19Ce besoin d’investigation renvoie à la curiosité de l’enfant sur l’énigme du désir maternel qui s’adresse à un autre que lui et donc à la question du père et des origines (Dorey, 1988). Les visites à domicile réactivent souvent ces sentiments de voyeurisme ; nous sommes encore plus confrontés à la fantasmatique de la scène primitive.

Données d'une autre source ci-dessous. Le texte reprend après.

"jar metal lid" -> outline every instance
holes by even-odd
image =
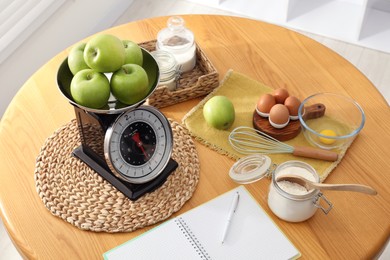
[[[267,176],[271,158],[266,155],[253,154],[239,159],[230,168],[229,176],[240,184],[252,183]]]
[[[169,51],[185,51],[194,45],[194,34],[185,27],[184,19],[173,16],[168,19],[167,28],[157,34],[157,47]]]

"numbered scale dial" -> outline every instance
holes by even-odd
[[[108,128],[104,156],[110,170],[135,184],[156,178],[169,162],[172,129],[156,108],[142,106],[120,115]]]

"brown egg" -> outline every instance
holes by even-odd
[[[290,122],[288,108],[282,104],[276,104],[269,112],[269,121],[273,127],[283,128]]]
[[[301,101],[294,96],[289,96],[284,101],[284,105],[288,108],[288,111],[290,113],[290,116],[296,117],[298,116],[298,109],[301,105]]]
[[[278,104],[283,104],[286,98],[289,96],[287,89],[278,88],[272,92],[272,95],[275,97],[275,101]]]
[[[275,98],[271,94],[261,95],[257,101],[256,110],[260,116],[267,117],[271,108],[275,105]]]

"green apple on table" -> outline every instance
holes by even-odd
[[[137,64],[124,64],[112,74],[110,85],[112,94],[127,105],[141,101],[150,91],[148,75]]]
[[[84,69],[72,78],[70,93],[77,104],[98,109],[110,98],[110,82],[103,73]]]
[[[214,96],[203,106],[203,117],[208,125],[216,129],[229,129],[235,119],[234,105],[225,96]]]
[[[144,56],[138,44],[130,40],[123,40],[122,42],[125,47],[125,64],[131,63],[142,66]]]
[[[114,72],[125,62],[122,40],[111,34],[98,34],[84,49],[85,63],[98,72]]]
[[[72,47],[68,55],[68,66],[73,75],[89,66],[84,61],[85,42],[81,42]]]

Je ne peux expliquer qu’ainsi mon recul et mon quasi-effroi lorsque des parents, me faisant visiter leur appartement pour que je puisse évaluer, dans les enquêtes sociales, les conditions matérielles de vie de leurs enfants, me montrent aussi leur chambre conjugale.

20De même des questions peuvent se poser, lors de notre visite, sur la pièce où nous pouvons rencontrer le jeune : sa chambre ? la salle à manger ? Il nous faut prendre en compte le besoin de tranquillité pour mener à bien l’entretien, mais aussi ne pas négliger ce que peut représenter pour lui et (ou) ses parents le fait de le rencontrer dans ces lieux, notamment sa chambre, lieu de l’intimité par excellence. Nous pouvons alors, selon la problématique du jeune, de ses parents, l’investissement de cette pièce, nous retrouver dans une situation où la proximité entre fantasme et réalité est trop importante.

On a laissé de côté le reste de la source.